I datori di lavoro richiedono competenze sperimentali, capacità di progettare e condurre misure, e padronanza di metodi di analisi dati. La programmazione in linguaggi come Python, C++ o MATLAB è spesso indispensabile, così come esperienza in simulazione numerica, modellizzazione e utilizzo di strumenti di laboratorio (oscilloscopi, spettrometri, sensori). Competenze trasversali includono problem solving, comunicazione chiara dei risultati, collaborazione in team interdisciplinari e gestione di progetti. Conoscenze in machine learning, elettronica di base e normativa di sicurezza di laboratorio rappresentano un vantaggio competitivo.

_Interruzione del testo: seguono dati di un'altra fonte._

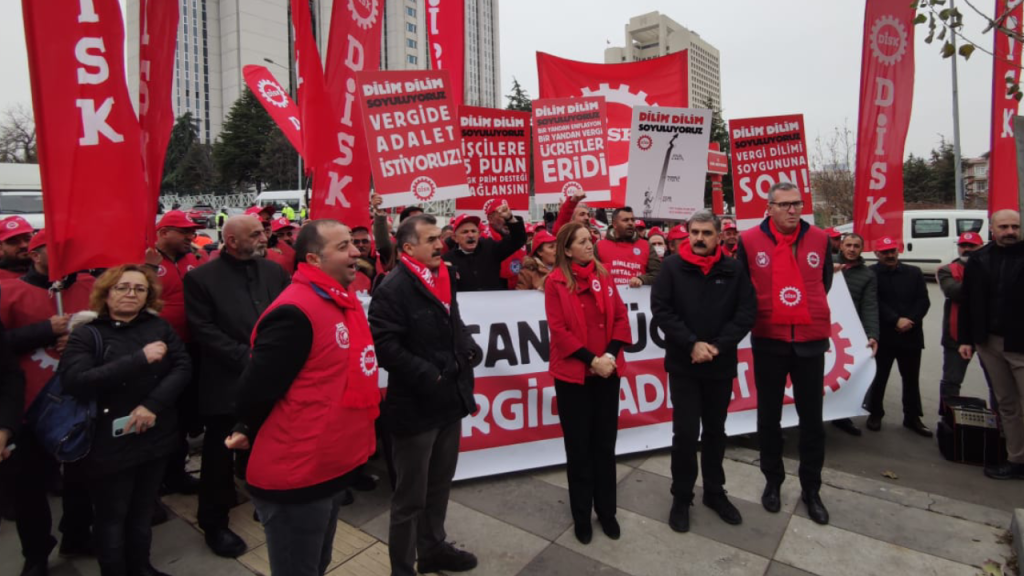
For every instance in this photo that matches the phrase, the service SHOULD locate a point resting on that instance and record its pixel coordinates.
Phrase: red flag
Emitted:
(156, 113)
(654, 82)
(88, 135)
(448, 41)
(886, 98)
(1003, 193)
(276, 103)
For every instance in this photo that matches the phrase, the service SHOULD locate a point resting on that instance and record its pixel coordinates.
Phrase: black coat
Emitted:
(481, 270)
(427, 353)
(719, 309)
(902, 293)
(223, 300)
(122, 382)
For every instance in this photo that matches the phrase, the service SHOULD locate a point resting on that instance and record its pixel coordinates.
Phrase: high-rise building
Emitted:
(217, 38)
(653, 35)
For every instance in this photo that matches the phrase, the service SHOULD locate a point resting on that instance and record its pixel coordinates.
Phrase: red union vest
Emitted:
(23, 304)
(309, 438)
(624, 259)
(811, 252)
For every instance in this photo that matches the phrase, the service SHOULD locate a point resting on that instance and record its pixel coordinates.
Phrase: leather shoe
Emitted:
(770, 498)
(916, 425)
(225, 543)
(815, 508)
(610, 527)
(847, 425)
(448, 559)
(721, 504)
(679, 517)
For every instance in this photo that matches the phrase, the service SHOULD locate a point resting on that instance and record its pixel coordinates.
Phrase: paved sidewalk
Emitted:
(520, 525)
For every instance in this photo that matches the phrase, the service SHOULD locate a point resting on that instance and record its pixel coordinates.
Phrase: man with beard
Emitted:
(223, 300)
(628, 257)
(15, 233)
(992, 323)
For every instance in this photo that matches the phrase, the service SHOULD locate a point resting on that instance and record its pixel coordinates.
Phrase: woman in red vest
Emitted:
(589, 328)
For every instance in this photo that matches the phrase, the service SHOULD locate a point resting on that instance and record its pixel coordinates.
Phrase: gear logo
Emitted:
(365, 12)
(889, 40)
(271, 92)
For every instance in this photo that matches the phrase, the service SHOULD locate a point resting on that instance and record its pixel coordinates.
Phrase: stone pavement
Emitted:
(520, 525)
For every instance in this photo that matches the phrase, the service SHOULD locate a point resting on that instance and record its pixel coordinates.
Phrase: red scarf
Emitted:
(361, 389)
(702, 262)
(788, 293)
(439, 286)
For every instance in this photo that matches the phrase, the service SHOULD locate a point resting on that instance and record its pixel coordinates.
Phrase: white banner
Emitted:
(668, 161)
(516, 426)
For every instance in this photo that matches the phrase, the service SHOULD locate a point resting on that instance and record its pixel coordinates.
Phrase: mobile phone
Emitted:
(119, 426)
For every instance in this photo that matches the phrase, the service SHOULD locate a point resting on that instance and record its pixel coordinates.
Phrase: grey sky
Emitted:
(781, 56)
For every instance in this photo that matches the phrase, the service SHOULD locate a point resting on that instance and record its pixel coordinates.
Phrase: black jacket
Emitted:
(481, 270)
(427, 353)
(719, 309)
(223, 300)
(122, 382)
(993, 282)
(902, 293)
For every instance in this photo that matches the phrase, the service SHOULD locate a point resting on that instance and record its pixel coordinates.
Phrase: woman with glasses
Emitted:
(135, 380)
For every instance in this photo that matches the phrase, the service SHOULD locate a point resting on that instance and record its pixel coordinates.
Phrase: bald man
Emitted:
(223, 300)
(991, 323)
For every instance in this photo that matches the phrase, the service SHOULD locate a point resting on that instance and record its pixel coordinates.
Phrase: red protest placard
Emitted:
(413, 134)
(496, 150)
(766, 151)
(570, 144)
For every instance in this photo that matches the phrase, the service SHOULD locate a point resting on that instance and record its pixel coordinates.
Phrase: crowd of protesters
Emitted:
(260, 341)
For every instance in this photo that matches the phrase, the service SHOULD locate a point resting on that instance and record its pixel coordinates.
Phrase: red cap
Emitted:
(543, 237)
(972, 238)
(464, 218)
(38, 241)
(281, 223)
(177, 218)
(13, 225)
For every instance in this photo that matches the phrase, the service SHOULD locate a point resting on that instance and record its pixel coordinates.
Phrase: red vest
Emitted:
(23, 304)
(624, 259)
(309, 438)
(811, 252)
(171, 277)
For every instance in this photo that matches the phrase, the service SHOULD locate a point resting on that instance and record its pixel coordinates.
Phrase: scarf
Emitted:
(788, 294)
(702, 262)
(361, 391)
(439, 286)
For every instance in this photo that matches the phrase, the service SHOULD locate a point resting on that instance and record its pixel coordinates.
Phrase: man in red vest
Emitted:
(790, 262)
(37, 335)
(307, 402)
(628, 257)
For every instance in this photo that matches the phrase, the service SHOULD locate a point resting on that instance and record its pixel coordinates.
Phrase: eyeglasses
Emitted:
(125, 288)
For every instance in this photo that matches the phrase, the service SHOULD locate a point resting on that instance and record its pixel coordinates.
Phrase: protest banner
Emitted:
(516, 425)
(668, 161)
(765, 152)
(570, 144)
(413, 129)
(496, 151)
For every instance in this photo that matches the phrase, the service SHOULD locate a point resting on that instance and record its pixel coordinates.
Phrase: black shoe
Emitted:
(448, 559)
(1008, 470)
(770, 498)
(720, 503)
(916, 425)
(610, 527)
(815, 508)
(847, 425)
(225, 543)
(679, 517)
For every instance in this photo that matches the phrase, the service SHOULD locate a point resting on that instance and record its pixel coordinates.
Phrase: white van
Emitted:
(930, 236)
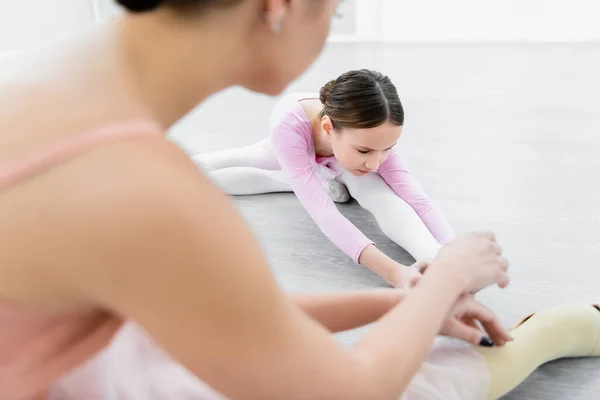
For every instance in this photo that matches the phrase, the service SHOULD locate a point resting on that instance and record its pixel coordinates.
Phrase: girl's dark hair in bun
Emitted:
(325, 90)
(361, 99)
(140, 5)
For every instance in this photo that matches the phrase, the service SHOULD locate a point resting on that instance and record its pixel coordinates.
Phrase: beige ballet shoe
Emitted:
(580, 308)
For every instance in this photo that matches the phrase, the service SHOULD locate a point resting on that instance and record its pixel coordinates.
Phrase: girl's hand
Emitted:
(474, 323)
(476, 259)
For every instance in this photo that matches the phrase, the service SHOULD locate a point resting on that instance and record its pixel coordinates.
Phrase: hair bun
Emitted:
(140, 5)
(325, 91)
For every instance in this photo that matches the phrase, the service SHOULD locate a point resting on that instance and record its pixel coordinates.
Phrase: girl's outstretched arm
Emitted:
(339, 312)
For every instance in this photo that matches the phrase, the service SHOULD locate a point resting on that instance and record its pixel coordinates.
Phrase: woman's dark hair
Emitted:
(138, 6)
(361, 99)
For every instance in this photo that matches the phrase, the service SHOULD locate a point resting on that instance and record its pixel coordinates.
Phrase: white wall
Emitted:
(25, 22)
(491, 21)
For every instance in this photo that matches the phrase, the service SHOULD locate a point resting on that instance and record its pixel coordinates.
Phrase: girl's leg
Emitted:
(559, 332)
(254, 169)
(245, 170)
(396, 218)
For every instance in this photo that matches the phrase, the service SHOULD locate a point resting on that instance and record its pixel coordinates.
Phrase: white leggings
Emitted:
(254, 169)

Il dottorato è fortemente raccomandato per posizioni di ricerca accademica, ruoli senior nei centri di ricerca e per ottenere autonomia progettuale. Tuttavia, non è sempre obbligatorio per entrare nel mondo del lavoro: molte posizioni in ambito industriale, in aziende tecnologiche o in ambiti applicativi accettano laureati magistrali, soprattutto se dotati di esperienza pratica, competenze informatiche e stage rilevanti. In sintesi, il PhD è essenziale per la carriera accademica e per alcune funzioni di R&D avanzata, mentre la laurea magistrale può essere sufficiente per molte opportunità professionali.

Le retribuzioni variano molto in funzione del settore, dell'esperienza e del contesto. Per posizioni iniziali (postdoc o entry level in azienda) gli stipendi si collocano spesso tra 25.000 e 35.000 euro lordi annui; in azienda, ruoli tecnici e di R&D possono offrire tra 30.000 e 50.000 euro, mentre figure senior o manageriali arrivano oltre 50.000–80.000 euro. In ambito privato, specializzazioni richieste e competenze in data science o sviluppo di prodotti possono incrementare significativamente la retribuzione. Le prospettive di carriera dipendono dall'aggiornamento continuo, dalla pubblicazione scientifica, dalla capacità di attrarre finanziamenti e dall'esperienza industriale.